The new argument is that they’ll help get us out of recession, but in the same sense that Leo Tolstoy observed that while all happy families resemble each other, each unhappy family is unhappy in its own way, each recession is different.
When the time is right, it will be households that hold the key to reversing the effects of hibernation.
Australian households account for 60 cents in every dollar spent in the Australian economy, and they accounted for a disproportionate share of the fall in GDP in the first half of 2020.
With shops and cafes shut, the need for investment in new facilities is low.
The first step to recovery has to be reopening the businesses that exist and are closed or are operating well below capacity.
This means getting households spending, supported by stimulus.
Our modelling in 2018 showed that while a company tax cut would stimulate investment and economic activity, in both the short run and the long run the benefits would accrue to foreign investors rather than to Australians.
In theory, all investors should respond positively to a lower company tax rate, but under Australia’s system of dividend imputation local investors are shielded from company tax, meaning the cuts matter most for those overseas.
Those overseas investors would be likely to invest more in Australia after a company tax cut, boosting Australia’s capital stock (buildings and equipment) making workers more valuable, pushing up wages.
While sold as a plus, higher wages would make it harder for locally-owned businesses.

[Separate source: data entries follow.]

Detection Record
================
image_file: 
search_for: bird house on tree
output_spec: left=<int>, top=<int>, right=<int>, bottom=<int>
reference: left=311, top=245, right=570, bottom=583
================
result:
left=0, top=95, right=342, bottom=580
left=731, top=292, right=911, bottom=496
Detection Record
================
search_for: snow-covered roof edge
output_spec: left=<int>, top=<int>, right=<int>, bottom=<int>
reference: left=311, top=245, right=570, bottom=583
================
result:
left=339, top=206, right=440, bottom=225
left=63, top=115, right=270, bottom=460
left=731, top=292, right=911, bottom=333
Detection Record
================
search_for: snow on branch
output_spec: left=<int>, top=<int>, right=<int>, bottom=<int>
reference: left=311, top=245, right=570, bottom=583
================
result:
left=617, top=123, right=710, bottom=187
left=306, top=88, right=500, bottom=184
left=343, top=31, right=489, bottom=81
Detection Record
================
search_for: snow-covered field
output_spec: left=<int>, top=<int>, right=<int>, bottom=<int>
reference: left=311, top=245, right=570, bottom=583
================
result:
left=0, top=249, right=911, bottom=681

Our modelling found the biggest losers would be in the retail, health care and education industries.
With foreign investors paying less tax, the local population would bear the consequences of spending cuts or higher taxes, broadly negating the benefit of higher wage growth.
As well, much of the company tax cut would be ‘wasted’ providing a windfall gain to foreign investors already in Australia.
The case for a company tax cut is now weaker, not stronger, than it was in 2018.
Budget deficits will reach new highs in 2019-20 and 2020-21. It is the right policy for the circumstances we are in, but it will leave future governments with difficult decisions about budget repair.
When the economy is strong enough, taxpayers could face deficit repair levies, bracket creep, new taxes, and the broader application of existing ones.
a premium should be placed on measures that move the tax system in desirable directions – specifically: refrain from tax holidays; keep environmental taxes; do not cut corporate income tax rates
If the company tax rate was to be cut now, it would be difficult later to restore it to where it was when it was needed.
The smaller tax contribution by foreign investors would mean more of the adjustment would fall on us.
Another fresh reason to be cautious about a cut in company tax is that Australia’s relative attractiveness as an investment destination might well improve.
We have suffered, but most of the world has suffered the same or worse.
Deciding where to invest their next dollars, investors might well form the view that our response to the pandemic has been better than those of other destinations such as the United States, Britain and Brazil.
One of the benefits of being a peaceful, well-managed resource-rich Western democracy is that when things are bad elsewhere foreign investors look here.
We might continue to find (as we have in the past) that we get all the foreign investment we can handle with our company tax rate as it is.